Menanggapi dukungan dan rencana penyelenggaraan Rakor oleh Deputi Warisan Budaya Kemenko PMK itu, Walikota Sawahlunto Deri Asta,SH. menyambut antusias. Disebutkan Deri, pihaknya siap untuk menjadi tuan rumah rakor yang rencananya bakal dihadiri lebih dari seratus undangan dari pemerintah pusat dan provinsi itu.” Memang ini yang kita tunggu dan menjadi kunci dari maksimal dan efektifnya kinerja kami dalam menindaklanjuti status warisan budaya dunia dari UNESCO ini. Yaitu dukungan dari pemerintah pusat dan provinsi ini. Kalau tidak diback up seperti ini, kami jelas tidak optimal. Karena kan secara APBD saja sudah terbatas, kemudian aset terkait itu kan 80 persen lebih milik BUMN, yakni PT. Bukit Asam dan PT. Kereta Api Indonesia,” ujar Deri.
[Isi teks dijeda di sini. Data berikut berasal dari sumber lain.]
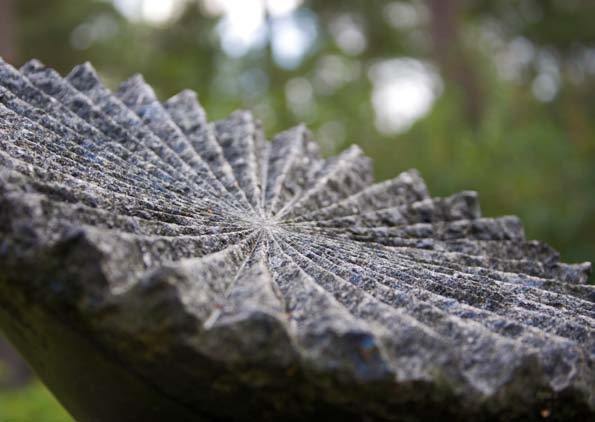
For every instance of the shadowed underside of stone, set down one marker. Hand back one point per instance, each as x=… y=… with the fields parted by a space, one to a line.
x=156 y=266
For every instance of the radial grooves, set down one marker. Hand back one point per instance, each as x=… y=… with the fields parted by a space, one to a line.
x=264 y=261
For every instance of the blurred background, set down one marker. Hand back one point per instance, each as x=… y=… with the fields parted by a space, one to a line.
x=493 y=96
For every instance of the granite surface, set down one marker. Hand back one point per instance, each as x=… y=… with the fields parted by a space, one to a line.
x=157 y=266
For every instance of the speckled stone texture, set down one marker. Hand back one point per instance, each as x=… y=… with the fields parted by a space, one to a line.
x=155 y=266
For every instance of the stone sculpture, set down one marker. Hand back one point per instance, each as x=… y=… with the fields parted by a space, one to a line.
x=155 y=266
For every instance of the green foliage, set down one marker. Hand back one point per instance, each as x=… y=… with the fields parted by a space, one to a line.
x=33 y=403
x=485 y=132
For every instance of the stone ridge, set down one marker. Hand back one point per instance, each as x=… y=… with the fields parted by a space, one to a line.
x=156 y=266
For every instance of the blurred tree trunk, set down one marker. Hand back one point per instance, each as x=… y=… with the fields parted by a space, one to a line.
x=8 y=48
x=14 y=371
x=450 y=54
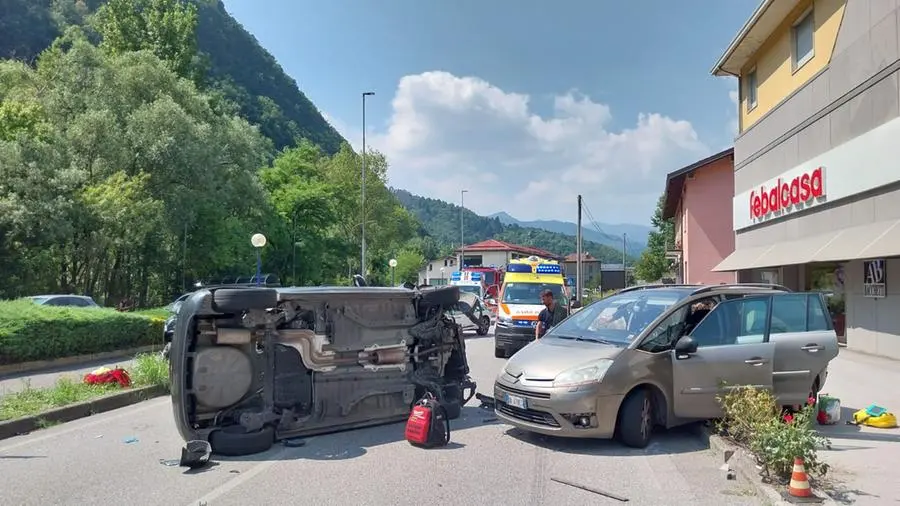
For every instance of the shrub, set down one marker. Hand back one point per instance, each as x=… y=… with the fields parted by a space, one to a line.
x=32 y=332
x=752 y=418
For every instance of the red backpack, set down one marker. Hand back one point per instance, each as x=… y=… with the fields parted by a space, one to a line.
x=428 y=425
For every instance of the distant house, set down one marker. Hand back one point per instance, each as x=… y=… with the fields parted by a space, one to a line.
x=498 y=253
x=489 y=253
x=437 y=272
x=698 y=199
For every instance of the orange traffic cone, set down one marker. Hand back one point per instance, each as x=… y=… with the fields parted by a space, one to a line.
x=799 y=486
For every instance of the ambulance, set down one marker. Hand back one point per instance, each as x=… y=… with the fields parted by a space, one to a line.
x=468 y=282
x=520 y=301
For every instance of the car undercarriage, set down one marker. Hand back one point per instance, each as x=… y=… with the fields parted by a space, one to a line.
x=250 y=366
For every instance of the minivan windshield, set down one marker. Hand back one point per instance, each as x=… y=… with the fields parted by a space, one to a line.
x=530 y=293
x=617 y=319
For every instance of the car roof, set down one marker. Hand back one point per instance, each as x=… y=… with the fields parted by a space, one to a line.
x=689 y=290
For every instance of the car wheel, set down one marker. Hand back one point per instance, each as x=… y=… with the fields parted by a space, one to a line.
x=636 y=420
x=235 y=441
x=231 y=300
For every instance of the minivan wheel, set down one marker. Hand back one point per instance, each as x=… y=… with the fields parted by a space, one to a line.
x=235 y=441
x=484 y=324
x=636 y=420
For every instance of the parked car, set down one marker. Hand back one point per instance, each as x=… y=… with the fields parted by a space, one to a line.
x=470 y=313
x=659 y=355
x=64 y=300
x=253 y=365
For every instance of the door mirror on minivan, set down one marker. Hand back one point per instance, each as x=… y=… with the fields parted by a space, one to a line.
x=684 y=347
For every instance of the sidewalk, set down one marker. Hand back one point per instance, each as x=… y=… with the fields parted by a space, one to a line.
x=865 y=461
x=11 y=383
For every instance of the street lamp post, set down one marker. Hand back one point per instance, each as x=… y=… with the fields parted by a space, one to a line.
x=462 y=236
x=362 y=264
x=393 y=263
x=294 y=262
x=258 y=241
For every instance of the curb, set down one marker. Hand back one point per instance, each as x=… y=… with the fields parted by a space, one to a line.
x=38 y=366
x=26 y=424
x=743 y=463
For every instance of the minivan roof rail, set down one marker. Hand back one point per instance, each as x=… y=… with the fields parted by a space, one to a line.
x=655 y=285
x=752 y=286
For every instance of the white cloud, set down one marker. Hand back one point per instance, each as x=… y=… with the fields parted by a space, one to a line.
x=447 y=133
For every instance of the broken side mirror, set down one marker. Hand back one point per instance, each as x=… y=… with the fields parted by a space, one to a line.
x=685 y=347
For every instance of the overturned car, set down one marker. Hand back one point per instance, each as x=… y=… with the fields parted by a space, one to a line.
x=250 y=366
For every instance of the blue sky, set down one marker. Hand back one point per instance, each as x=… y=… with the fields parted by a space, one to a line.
x=524 y=103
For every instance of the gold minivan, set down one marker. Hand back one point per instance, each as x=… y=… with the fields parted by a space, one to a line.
x=659 y=355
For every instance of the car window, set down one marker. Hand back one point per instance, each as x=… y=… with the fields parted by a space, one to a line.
x=817 y=319
x=789 y=313
x=739 y=321
x=664 y=335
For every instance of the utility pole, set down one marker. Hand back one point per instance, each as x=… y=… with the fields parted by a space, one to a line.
x=579 y=282
x=362 y=263
x=462 y=237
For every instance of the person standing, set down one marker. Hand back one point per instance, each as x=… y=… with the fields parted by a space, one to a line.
x=551 y=315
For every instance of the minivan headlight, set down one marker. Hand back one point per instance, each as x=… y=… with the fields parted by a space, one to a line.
x=584 y=374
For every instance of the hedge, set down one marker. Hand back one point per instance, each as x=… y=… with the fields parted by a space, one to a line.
x=29 y=331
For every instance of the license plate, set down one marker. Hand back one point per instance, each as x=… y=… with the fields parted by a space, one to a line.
x=516 y=401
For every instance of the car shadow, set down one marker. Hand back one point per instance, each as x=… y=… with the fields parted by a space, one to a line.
x=844 y=430
x=354 y=443
x=685 y=439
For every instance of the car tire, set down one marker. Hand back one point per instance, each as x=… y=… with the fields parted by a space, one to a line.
x=235 y=300
x=235 y=441
x=484 y=325
x=635 y=425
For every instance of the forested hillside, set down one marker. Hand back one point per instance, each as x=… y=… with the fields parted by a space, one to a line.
x=440 y=220
x=233 y=63
x=126 y=171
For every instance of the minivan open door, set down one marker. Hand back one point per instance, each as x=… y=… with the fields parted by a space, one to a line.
x=729 y=348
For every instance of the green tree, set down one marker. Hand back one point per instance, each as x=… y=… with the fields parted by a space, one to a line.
x=168 y=28
x=409 y=262
x=653 y=263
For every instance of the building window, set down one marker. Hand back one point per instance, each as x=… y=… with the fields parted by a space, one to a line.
x=802 y=35
x=750 y=85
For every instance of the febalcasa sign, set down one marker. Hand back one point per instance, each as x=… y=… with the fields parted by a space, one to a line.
x=786 y=194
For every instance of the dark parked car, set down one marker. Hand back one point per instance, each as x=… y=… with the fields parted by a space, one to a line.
x=250 y=366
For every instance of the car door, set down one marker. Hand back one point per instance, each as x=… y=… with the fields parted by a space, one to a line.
x=804 y=341
x=733 y=351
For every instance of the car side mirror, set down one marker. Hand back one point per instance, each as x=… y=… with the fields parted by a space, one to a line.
x=685 y=347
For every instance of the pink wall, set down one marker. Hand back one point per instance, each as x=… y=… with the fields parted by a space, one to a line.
x=705 y=211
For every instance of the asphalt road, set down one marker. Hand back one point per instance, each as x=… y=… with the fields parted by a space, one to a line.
x=119 y=457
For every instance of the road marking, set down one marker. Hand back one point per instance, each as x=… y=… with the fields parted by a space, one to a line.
x=94 y=420
x=230 y=485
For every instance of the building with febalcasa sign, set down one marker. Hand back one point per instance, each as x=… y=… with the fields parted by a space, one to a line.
x=817 y=159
Penyelenggaraan rakor di ‘Kota Arang’, kata Deri juga menjadi peluang emas bagi kota itu untuk mempromosikan diri pada para tamu undangan yang hadir nanti.” Semoga dengan diselenggarakan langsung di Sawahlunto. Menyebabkan peserta melihat langsung Sawahlunto seperti apa, sehingga nanti kebijakan dan tugas yang dijalankan hasil dari rakor itu semakin maksimal,” harap Wako Deri Asta.